On the parallelization of a comprehensive regional-scale air quality model

The complexity and nonlinearity of atmospheric flow dynamics, coupled with the nonlinear and multiphase character of atmospheric chemistry, make air quality modeling a particularly challenging problem. During the last two decades, comprehensive regional-scale air quality models have been developed which provide relatively thorough descriptions of the physics and chemistry of the atmosphere; however, a common weakness of these models is the coarse horizontal spatial resolution that must be employed to allow for reasonable simulation turnaround times. Typical horizontal grid spacings of 20-120 km do not provide adequate resolution for many important atmospheric phenomena such as clouds and smaller-scale turbulence. One way to achieve finer grid resolutions and maintain reasonable simulation turnaround times is to use parallelization.
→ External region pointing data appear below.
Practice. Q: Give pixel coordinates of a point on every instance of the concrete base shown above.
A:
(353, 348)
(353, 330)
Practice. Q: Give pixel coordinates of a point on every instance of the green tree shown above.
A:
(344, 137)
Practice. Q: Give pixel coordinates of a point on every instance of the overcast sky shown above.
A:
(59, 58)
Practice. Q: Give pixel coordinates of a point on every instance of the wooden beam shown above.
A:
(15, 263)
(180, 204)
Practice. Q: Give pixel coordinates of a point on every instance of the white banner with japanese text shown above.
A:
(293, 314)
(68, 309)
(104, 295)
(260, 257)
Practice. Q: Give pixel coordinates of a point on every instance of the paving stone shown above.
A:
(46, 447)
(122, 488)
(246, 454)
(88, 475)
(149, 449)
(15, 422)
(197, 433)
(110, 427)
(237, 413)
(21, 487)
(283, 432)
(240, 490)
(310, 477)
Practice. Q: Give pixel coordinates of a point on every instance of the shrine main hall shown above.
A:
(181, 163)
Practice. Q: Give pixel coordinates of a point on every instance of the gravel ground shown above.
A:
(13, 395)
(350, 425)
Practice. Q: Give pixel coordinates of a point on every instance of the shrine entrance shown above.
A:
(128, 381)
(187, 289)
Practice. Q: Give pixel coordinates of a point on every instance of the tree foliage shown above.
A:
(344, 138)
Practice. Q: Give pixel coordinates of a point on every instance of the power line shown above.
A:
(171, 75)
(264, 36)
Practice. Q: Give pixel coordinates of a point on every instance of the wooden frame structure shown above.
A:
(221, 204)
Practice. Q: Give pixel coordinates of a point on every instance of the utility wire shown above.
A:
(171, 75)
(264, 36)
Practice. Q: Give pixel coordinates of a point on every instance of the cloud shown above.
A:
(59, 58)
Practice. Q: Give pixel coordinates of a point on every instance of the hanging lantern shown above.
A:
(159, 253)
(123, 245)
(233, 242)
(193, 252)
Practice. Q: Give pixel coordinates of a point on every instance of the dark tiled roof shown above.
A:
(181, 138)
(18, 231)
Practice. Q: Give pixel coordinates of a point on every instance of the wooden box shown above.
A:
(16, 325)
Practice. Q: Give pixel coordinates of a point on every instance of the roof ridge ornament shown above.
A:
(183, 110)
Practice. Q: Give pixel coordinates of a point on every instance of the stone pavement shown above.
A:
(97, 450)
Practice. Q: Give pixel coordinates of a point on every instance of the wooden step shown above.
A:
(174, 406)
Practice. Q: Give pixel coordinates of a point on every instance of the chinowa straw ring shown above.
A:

This work reports on the parallelization of the STEM-II regional-scale acid deposition and photochemical oxidant model on an IBM 3090-600J mainframe using IBM Parallel FORTRAN. A parallel speed-up of 4.65 (using five processors) has been achieved by parallelizing the code's transport and atmospheric chemistry calculations employing a locally one-dimensional time-splitting algorithm. A parallelized fraction of 0.98 has been estimated from multiple processor timings, which according to Amdahl's law would allow us to approach an ultimate speed-up of near 50 on similarly configured massively parallel machines.